Erdman jumped $90,000 bail in Switzerland last year, moved to San Francisco while awaiting trial (he was sentenced in absentia to nine years) and has now made another killing in the literary marketplace. His second novel, The Silver Bears, sold 50,000 copies in the first month and raked in $500,000 in paperback and movie rights.
For the elegant looking, 42-year-old Erdman, fiction is very much a second career. After taking a Ph.D. in economics at the University of Basel in Switzerland, he worked for the European Coal and Steel Community and the Stanford Research Institute. At the age of 31, he had the bright idea of opening an American-owned bank in Switzerland that would combine go-go management with advantageous Swiss banking regulations. The bank’s assets rocketed from $3.1 million in 1966 to over $49 million by 1969, when the United California Bank, one of the 15 largest in the U.S., bought up Erdman’s booming institution for about $12 million. He continued to run it.
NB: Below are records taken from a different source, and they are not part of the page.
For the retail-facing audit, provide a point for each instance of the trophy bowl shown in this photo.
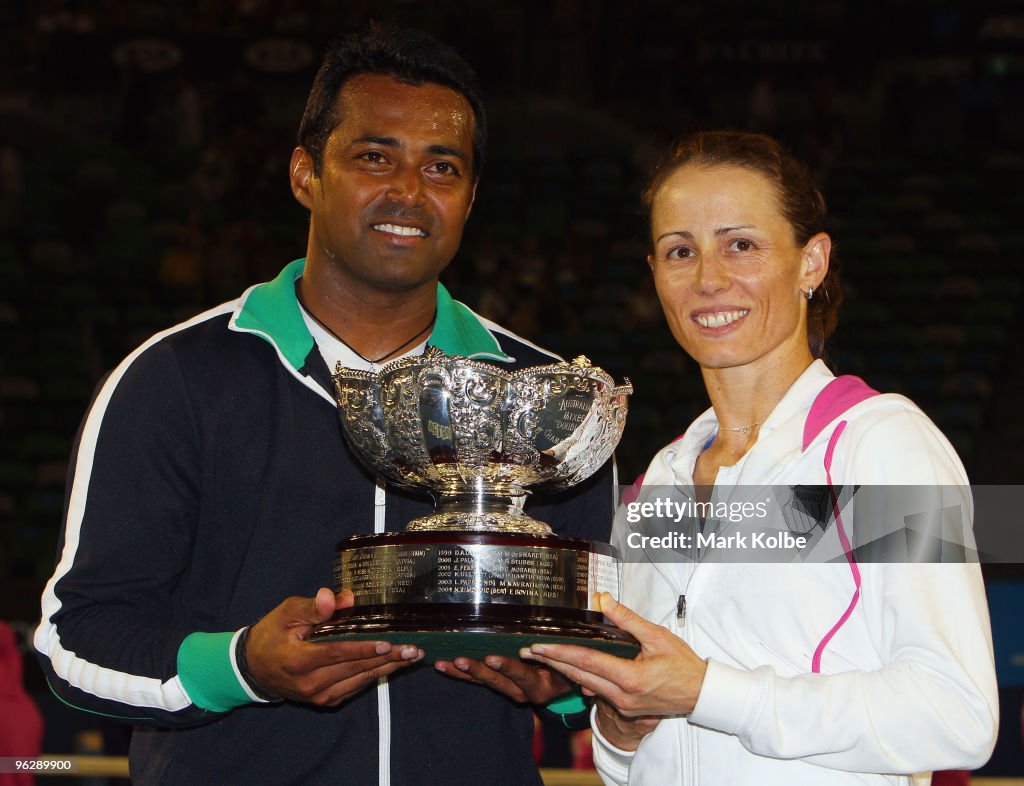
(477, 575)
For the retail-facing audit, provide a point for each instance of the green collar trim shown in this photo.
(460, 332)
(270, 310)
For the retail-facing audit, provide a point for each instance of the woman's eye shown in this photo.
(680, 252)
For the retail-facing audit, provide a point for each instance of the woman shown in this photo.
(818, 672)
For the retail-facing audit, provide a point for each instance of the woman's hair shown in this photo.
(799, 199)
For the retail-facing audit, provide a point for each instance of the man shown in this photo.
(211, 480)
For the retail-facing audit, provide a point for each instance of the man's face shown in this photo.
(396, 186)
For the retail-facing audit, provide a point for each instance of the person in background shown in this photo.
(20, 723)
(812, 671)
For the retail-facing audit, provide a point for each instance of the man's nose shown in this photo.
(406, 186)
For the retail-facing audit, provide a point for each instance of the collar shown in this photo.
(787, 416)
(270, 311)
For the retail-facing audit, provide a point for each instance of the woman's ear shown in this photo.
(815, 259)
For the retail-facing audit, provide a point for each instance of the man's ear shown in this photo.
(816, 254)
(300, 173)
(472, 199)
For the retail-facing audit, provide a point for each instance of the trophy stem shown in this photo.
(485, 509)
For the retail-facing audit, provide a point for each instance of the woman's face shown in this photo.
(728, 270)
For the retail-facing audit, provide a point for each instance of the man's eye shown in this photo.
(444, 168)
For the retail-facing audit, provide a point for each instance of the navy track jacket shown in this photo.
(210, 481)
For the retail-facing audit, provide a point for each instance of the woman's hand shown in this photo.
(625, 733)
(664, 680)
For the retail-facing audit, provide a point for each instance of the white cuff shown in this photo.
(728, 697)
(611, 762)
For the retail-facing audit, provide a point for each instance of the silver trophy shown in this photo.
(477, 575)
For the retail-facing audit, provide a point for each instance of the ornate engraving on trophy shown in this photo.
(479, 439)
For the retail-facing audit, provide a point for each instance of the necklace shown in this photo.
(373, 361)
(737, 429)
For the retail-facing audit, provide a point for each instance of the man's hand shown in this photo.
(520, 682)
(284, 664)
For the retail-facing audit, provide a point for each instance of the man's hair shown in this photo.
(411, 56)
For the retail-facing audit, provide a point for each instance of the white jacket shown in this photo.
(907, 682)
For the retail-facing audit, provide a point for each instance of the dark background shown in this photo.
(142, 178)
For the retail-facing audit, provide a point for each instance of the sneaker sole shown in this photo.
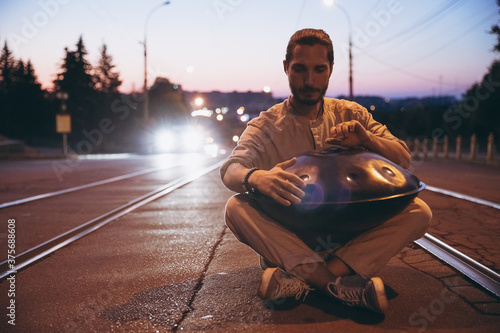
(263, 289)
(383, 303)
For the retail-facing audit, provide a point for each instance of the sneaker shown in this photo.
(353, 290)
(276, 284)
(264, 264)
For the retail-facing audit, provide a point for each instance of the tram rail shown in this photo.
(44, 249)
(482, 275)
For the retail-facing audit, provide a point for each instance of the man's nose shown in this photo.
(309, 78)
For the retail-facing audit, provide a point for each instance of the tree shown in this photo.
(167, 101)
(6, 69)
(106, 78)
(76, 80)
(496, 31)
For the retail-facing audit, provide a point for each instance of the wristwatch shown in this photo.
(245, 184)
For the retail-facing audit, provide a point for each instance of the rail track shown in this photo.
(482, 275)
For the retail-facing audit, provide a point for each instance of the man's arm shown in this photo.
(352, 133)
(282, 186)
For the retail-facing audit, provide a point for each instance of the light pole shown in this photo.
(144, 43)
(348, 19)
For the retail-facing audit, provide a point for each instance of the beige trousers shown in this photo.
(365, 252)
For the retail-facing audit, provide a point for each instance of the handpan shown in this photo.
(347, 190)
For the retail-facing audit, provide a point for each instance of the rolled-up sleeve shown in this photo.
(249, 151)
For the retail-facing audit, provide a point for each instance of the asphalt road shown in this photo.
(173, 265)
From then on its corporate history reads like one of Erdman’s plots. The bank’s commodities department took a beating in silver when the price dropped. To recoup the loss, it bought, he says, about “one half of the cocoa in the world.” When cocoa went sour, the bank lost somewhere between $40 million and $66 million.
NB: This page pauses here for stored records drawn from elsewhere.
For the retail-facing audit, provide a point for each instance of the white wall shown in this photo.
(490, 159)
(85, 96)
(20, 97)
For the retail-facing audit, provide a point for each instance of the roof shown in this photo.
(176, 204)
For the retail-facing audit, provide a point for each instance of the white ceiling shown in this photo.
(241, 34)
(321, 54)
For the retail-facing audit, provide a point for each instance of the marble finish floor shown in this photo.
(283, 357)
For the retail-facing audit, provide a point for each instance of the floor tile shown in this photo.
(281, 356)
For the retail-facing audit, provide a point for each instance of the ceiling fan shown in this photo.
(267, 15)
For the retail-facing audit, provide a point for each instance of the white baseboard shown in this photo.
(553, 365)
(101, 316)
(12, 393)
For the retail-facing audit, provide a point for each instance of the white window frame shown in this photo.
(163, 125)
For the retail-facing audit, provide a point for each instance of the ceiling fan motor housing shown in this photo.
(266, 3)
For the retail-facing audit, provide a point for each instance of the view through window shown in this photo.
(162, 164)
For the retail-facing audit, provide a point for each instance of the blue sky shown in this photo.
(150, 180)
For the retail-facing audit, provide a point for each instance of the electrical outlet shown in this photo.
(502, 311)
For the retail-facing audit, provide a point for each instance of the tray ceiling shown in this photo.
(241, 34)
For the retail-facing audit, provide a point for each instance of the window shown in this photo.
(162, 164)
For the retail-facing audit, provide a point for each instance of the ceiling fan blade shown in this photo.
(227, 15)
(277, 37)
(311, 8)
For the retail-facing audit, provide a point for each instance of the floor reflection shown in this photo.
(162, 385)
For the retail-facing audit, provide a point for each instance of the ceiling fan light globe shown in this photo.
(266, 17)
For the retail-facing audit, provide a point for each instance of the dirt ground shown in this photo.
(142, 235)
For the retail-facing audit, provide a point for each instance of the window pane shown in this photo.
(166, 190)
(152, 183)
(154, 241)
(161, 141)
Swiss authorities, who regard their banks as inviolable as the church, jailed Erdman and six other bank officers. At the time Erdman sheepishly owned up to some fault in the fiasco. But now, socked with a $50 million lawsuit from United California Bank, he blames his former underlings.
Meanwhile Erdman passes the time relaxing with his family at their isolated Marin County retreat near San Francisco, promoting The Silver Bears, and writing a new novel with the grim working title of The Crash of ’79. It is an event he claims could be touched off by the Arabs, “a thin but well-educated elite controlling the biggest pile of dough in the universe.”
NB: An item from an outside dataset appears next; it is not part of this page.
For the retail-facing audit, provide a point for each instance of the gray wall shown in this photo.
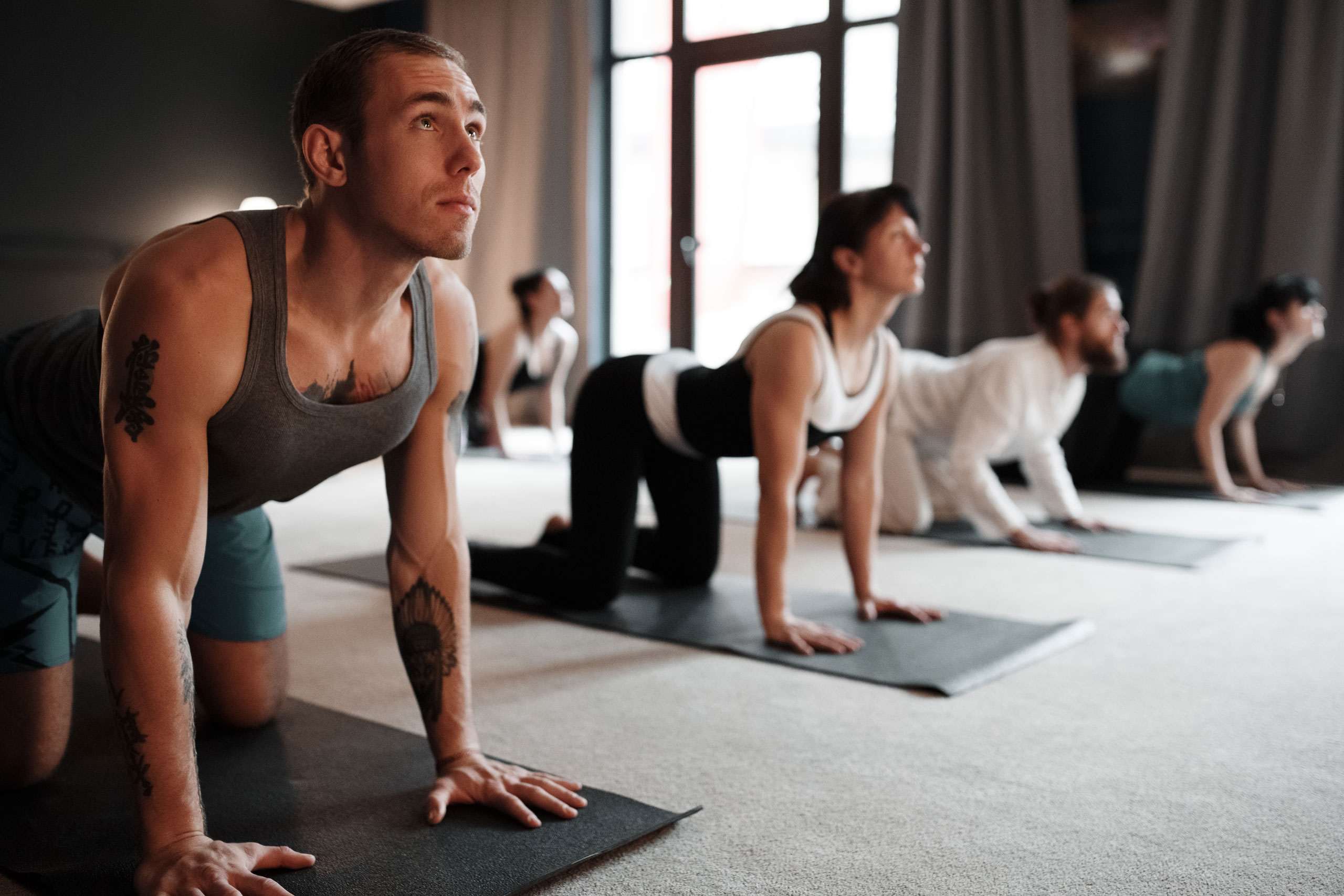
(123, 119)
Now and then he gives lectures on such “academic” financial topics as the worldwide economic situation. “People want to grasp what’s going on so they can manage things themselves instead of relying on their dummy stockbrokers,” he says.
Aside from cashing royalty checks, though, Erdman says he is finished with the funny-money game. “It’s a world of strong men wielding power in terms of money. It is filled with people totally devoid of any humor. I like being responsible only to myself.”